How do you explain to children that some people (erroneously) believe that kids/people who are separated from their birthparents (through death or adoptive placement) are less valuable than people who grow up in their birthfamilies? How do you say to any child (especially your own child) that some people will think there must be something inherently wrong with them because their birthfamily was not able to raise them? This is a totally foreign concept to my kids. It is a totally foreign concept to me.

Then Gretel got hung-up on kids who don’t have parents. “No Mommy and no Daddy?” she kept saying. She understood that the children we saw tonight–the actors–all have parents here in our town.
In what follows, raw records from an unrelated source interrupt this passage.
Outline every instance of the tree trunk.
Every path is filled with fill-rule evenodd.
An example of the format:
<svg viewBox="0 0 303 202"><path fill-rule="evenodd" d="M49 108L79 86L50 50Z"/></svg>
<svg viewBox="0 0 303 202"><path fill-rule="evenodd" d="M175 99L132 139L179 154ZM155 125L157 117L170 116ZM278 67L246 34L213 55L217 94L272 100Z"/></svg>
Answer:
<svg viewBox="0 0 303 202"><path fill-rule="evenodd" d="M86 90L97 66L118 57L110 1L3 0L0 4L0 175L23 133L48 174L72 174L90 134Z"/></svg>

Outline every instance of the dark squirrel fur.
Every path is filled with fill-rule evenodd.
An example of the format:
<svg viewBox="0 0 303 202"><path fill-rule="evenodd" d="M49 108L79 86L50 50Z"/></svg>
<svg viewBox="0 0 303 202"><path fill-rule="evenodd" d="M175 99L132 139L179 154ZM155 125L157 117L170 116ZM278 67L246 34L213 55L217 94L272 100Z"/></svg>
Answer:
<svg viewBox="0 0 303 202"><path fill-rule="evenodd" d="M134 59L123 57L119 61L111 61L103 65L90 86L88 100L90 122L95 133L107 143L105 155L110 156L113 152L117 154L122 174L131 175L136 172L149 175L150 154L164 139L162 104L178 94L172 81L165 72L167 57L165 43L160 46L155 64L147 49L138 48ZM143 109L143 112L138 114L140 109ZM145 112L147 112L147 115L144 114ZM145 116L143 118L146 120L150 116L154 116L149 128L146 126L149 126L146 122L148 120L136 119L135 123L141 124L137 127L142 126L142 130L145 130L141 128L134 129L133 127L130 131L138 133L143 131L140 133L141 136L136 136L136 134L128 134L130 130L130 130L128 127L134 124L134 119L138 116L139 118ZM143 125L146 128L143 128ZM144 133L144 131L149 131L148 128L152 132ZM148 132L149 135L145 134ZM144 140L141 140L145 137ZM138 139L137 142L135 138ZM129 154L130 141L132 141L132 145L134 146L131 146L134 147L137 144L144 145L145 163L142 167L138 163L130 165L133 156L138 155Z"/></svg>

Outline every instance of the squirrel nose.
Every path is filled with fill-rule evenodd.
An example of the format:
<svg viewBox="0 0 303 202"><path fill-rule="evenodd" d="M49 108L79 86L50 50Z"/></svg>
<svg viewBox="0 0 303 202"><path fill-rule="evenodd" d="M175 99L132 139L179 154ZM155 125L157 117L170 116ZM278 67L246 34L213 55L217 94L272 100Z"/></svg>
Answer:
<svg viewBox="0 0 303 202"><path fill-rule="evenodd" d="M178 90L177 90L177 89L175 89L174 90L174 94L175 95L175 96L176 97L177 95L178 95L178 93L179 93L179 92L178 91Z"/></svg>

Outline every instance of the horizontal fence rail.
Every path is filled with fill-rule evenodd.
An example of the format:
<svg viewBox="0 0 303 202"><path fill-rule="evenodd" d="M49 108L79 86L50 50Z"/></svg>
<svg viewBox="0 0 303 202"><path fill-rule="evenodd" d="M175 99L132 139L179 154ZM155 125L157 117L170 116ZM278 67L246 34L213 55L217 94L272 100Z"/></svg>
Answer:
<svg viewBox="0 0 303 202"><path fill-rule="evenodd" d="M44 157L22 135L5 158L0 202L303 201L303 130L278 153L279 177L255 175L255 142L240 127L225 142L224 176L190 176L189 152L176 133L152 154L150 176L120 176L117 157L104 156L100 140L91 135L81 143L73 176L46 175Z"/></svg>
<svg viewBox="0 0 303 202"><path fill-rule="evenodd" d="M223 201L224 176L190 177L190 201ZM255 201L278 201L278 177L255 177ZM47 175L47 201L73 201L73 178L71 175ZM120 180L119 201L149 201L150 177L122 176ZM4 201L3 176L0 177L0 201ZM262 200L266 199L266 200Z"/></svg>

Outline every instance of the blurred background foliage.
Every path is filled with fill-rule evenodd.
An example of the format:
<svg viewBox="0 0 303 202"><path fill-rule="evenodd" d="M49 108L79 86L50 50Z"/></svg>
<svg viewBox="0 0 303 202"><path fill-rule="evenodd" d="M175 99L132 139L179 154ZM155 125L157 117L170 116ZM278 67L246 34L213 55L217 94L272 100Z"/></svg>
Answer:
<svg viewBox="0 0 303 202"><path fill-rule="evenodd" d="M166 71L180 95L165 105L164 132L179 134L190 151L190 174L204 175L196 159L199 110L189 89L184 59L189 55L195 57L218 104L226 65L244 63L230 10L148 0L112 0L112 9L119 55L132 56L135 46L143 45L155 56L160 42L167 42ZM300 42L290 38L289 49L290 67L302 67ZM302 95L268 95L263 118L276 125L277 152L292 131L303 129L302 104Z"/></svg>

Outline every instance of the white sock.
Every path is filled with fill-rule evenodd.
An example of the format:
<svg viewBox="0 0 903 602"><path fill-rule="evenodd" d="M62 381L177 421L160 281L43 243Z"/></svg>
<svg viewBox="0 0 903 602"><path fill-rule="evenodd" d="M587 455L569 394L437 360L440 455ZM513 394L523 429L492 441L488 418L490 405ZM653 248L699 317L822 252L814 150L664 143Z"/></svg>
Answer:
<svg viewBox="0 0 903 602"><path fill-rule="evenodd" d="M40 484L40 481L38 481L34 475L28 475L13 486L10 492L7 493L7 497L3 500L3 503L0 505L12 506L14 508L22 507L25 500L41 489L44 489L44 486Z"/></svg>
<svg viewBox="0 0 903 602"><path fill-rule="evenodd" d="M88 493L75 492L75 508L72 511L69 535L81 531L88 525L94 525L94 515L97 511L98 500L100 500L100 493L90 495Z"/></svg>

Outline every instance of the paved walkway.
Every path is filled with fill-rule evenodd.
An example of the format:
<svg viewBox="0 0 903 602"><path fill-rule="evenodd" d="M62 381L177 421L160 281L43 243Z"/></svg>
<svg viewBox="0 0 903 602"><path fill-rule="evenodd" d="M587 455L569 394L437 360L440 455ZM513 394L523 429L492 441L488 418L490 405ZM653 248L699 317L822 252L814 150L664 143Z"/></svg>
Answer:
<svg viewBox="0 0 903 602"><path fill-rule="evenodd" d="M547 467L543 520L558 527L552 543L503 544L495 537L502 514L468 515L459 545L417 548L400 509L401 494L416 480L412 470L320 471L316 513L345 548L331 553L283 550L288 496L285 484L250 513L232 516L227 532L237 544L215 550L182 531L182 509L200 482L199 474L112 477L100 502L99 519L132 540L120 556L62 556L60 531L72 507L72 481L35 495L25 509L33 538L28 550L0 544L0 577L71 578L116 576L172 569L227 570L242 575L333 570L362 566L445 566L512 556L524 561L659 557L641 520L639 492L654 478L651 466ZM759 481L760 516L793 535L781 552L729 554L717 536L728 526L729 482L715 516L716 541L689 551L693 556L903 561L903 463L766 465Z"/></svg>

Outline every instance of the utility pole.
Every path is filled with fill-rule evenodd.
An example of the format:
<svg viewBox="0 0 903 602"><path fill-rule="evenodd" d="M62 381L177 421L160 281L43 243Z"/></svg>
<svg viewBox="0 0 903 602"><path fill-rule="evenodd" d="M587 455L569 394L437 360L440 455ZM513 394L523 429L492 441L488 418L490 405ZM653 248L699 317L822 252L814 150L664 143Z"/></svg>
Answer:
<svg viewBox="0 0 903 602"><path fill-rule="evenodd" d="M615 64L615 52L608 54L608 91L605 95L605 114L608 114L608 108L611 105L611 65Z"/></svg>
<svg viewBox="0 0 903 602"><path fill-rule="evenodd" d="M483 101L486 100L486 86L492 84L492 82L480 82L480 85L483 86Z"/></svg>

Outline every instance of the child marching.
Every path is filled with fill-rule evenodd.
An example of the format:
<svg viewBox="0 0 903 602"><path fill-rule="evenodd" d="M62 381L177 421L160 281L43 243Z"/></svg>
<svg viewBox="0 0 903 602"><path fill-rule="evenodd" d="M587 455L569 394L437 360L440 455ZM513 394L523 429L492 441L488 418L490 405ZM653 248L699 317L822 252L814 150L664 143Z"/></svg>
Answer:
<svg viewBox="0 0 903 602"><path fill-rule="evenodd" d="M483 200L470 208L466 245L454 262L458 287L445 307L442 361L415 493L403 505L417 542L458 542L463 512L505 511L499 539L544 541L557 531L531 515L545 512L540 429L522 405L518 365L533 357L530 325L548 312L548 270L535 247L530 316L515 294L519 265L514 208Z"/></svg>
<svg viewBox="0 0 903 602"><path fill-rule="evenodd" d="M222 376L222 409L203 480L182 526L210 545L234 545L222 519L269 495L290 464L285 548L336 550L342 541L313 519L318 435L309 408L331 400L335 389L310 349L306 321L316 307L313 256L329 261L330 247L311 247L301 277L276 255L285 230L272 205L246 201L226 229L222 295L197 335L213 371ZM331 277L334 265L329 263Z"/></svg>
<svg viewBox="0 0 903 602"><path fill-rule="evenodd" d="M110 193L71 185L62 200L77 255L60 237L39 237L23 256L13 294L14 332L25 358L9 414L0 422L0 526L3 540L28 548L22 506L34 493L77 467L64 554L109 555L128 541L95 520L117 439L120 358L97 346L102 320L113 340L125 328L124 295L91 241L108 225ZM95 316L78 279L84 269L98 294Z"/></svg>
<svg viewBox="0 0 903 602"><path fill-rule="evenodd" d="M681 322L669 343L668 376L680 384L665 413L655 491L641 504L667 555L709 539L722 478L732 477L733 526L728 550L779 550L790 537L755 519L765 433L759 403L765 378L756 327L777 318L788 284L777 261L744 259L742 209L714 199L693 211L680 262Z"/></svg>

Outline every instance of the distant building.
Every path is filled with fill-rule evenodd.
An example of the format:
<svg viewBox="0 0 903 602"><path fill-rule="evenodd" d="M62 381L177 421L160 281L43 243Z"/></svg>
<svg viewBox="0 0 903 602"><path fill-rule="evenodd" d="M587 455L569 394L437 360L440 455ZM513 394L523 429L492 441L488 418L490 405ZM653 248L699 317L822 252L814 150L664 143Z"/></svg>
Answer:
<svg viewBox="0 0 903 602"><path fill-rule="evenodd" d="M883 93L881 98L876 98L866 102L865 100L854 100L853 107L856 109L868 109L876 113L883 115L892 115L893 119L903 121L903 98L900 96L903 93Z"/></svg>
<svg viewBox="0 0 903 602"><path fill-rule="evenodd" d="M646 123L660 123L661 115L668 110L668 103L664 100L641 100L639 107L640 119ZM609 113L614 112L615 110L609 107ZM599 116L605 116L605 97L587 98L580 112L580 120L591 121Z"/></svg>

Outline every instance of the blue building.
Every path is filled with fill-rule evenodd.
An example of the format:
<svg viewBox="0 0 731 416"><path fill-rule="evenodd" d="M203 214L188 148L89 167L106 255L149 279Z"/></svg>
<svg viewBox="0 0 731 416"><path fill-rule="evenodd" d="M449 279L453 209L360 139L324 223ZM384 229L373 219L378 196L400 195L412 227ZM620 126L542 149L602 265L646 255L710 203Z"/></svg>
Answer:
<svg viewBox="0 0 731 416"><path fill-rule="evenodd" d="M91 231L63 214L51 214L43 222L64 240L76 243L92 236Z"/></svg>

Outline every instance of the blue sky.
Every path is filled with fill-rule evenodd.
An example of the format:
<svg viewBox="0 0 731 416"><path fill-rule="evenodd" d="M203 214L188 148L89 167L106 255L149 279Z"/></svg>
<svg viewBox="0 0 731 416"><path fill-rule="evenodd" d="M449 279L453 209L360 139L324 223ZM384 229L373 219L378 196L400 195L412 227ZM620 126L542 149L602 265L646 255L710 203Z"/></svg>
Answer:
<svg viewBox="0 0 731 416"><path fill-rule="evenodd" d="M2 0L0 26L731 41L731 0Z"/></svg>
But the idea that there are real children out there who do not have a family . . . Rico put his sister’s crumpled face into words, “That makes me very sad,” he said. “Me too,” I replied.

We also talked about some of the kids’ friends who were adopted internationally who did live in orphanages before they joined their adoptive parents.

During intermission we ran into friends who told me there are several adopted kids in the cast, at least one who came through foster care and another through international adoption. My first thought was, Are their parents clueless? Or maybe they didn’t know the scope of the whole play because their kid just sings Christmas carols in the chorus–and the parents were as surprised as I was when they came to opening night? Or the parents think orphans as entertainment–regardless of their own child’s experience–is par for the (American) course?

I do not find anything amusing or entertaining about orphans. As my partner sarcastically said, “You don’t see the humor in a kid’s birthfamily burning up in a house fire?” (The orphan with the potted plant really bothered me.) I understand the plot device–kill off a child’s parents so they are free to have adventures the other parented children could only dream of. But there was no adventure in this play, just orphans used as the backdrop.

Why is it acceptable to keep carting out negative stereotypes and calling them entertainment? (There were several ridiculous female stereotypes in this play as well, including a gold-digging woman who even had the parents in front of me raising their eyebrows.) This children’s holiday play was a great opportunity, for the cast and the audience, to enlighten and educate while entertaining. Instead of spreading positive, beneficial ideas, this play reinforced old, false, damaging stereotypes.

A child who has been relinquished by their birthparents (or whose birthparents have died) has no control over their parental situation. They are not more or less valuable as a person because of this life circumstance. As I said to my kids tonight, and they all three nodded in solemn agreement, Every child deserves and needs a family.

And there is no reason anyone should be insensitive to children–or adults–who do not have a family to call their own.